The OIG also is revisiting the topic of adopting a gainsharing regulation in the proposed rule after its proposal in 1994 was never adopted. The gainsharing provision in the CMP statute is a broad prohibition on hospital incentive plans that encourage physicians to reduce or limit items or services to their patients. Because the statute does not prohibit only reductions or limits in “medically necessary” care, the OIG is requesting comments on how it could interpret the phrase “reduce or limit services” to provide hospitals with greater flexibility under the CMP law to lower costs and improve quality of care. The preamble discussion raises more questions than answers on the gainsharing issue, and providers should take advantage of this opportunity to provide feedback to the OIG that will enable it to create a meaningful gainsharing regulation.

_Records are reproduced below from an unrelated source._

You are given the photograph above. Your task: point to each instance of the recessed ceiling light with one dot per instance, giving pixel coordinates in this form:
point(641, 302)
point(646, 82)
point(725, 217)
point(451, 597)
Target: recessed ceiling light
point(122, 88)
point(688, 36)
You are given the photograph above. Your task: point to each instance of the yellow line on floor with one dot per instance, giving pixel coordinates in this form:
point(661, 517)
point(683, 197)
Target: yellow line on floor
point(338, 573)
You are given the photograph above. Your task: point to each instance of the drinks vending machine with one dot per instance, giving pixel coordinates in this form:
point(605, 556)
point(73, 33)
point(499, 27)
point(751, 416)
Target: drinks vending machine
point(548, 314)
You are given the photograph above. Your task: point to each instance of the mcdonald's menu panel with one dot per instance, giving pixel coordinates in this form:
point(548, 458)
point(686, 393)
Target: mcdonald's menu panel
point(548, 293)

This rulemaking is unique in that the OIG is specifically asking for feedback and ideas on a number of its proposals, and signals the OIG’s willingness to adopt useful exceptions to the beneficiary inducement provision and new anti-kickback safe harbors on topics that often are the subject of advisory opinion requests. Hospitals in particular should consider commenting on the complimentary local transportation safe harbor and the gainsharing CMP regulation.